Several types of cyber threats involve the theft or interception of cookies, which may then be used to allow a malicious actor to masquerade as the victim. A cookie thief may be able to pose as a valid user to a target web site and obtain data or access to information that he or she would not otherwise have been able to access.
For example, after a valid user logs into a network-based electronic mail service (e.g., with username and password), that site may store on the user's computing device a cookie that uniquely identifies the user. When the user later returns to the site, the user's browser automatically sends the cookie and (if it matches what the site stored as the cookie), the site may give the user immediate access to her mail without logging in again.
However, if an attacker is able to appropriate the cookie after it is stored, and stores it in his browser, he could then visit the site and get immediate access to the victim's electronic mail. He could then read her private correspondence, maybe learn a password that was sent to the user from a social networking page or other site, masquerade as the user by sending a message requesting sensitive information, etc.
A basic cookie theft may involve pilfering one or more of a user's traditional cookies (domain- and/or IP-based) from her browser, possibly via malware implanted on her computing device, by interception with a packet sniffer program, through cross-site scripting, via physical access to the device, and/or other methods.
A different type of attack on a user's browser is termed “DNS Poisoning,” and involves corrupting DNS (Domain Name Service) information to cause a user's browser to visit a site or web page other than one it is trying to visit.

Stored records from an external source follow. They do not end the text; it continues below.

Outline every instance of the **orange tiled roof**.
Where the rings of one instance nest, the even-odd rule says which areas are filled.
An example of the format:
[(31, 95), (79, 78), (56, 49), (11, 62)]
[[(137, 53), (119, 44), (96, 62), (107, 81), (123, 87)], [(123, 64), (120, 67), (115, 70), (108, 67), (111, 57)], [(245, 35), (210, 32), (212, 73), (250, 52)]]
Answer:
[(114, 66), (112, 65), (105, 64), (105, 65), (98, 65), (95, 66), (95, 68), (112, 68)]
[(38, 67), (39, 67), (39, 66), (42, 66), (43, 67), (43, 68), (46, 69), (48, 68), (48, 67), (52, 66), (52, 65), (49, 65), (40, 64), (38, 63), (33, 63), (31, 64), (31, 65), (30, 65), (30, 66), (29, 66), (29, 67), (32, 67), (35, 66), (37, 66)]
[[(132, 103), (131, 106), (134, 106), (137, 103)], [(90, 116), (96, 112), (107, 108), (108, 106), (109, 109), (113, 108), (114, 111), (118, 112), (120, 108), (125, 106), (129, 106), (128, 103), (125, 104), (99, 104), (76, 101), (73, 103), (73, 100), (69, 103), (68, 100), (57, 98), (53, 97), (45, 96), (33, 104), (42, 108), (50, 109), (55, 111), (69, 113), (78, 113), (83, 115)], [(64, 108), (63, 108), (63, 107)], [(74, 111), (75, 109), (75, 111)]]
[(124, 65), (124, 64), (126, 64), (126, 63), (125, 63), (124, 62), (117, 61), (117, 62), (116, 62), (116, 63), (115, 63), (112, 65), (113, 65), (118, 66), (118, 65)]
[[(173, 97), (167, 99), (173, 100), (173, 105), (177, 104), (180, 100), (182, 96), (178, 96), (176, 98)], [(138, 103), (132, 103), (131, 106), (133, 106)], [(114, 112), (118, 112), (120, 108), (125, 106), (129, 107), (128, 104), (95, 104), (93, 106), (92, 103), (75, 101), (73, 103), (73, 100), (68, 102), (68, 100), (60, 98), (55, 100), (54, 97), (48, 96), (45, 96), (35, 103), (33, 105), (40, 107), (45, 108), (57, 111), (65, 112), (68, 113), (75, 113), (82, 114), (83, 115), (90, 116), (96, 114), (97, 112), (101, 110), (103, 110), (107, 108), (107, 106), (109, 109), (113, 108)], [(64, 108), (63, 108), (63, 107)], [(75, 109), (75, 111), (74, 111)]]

This may allow the attacker to obtain one or more of the user's domain-based cookies.
More particularly, when a browser is directed to a given site by URL (e.g., www.example.com), which identifies the site's domain (i.e., example.com), a DNS lookup is performed to find the actual address (e.g., IP address) that corresponds to the URL. This lookup may be executed at multiple locations before finding an answer—such as within the user's browser, within a wireless access point via which the user's computing device accesses the internet, in one or more servers at the user's ISP (Internet Service Provider), etc. If a malicious actor changes the DNS data at one of these locations, or manages to return a response to the DNS lookup in place of the normal mechanism, the response may identify the IP address of a malicious site instead of the desired web site.
When the user's browser receives the incorrect IP address, it cannot know that it is invalid, and will therefore navigate in a normal manner to the specified address. Because the browser believes the site to be genuine, it will automatically transmit to the malicious site any traditional domain-based cookies it has for that site.
Yet another cyber threat, termed “machine cloning,” allows an attacker to obtain all of a user's browser information, including all domain-based and IP-based traditional cookies, history cookies and cache cookies, as well as private and public cryptographic keys and other data. Machine cloning involves cloning or copying all of a victim's computing device, or at least all relevant data.
Because the attacker now has a virtual twin of the victim's device, his browser can produce traditional cookies and respond appropriately to any probes or queries regarding history cookies and cache cookies.
In light of the number and types of cyber threats, there is a need for a method and apparatus for reliably distinguishing between legitimate and nefarious user activity, configurations and connection requests.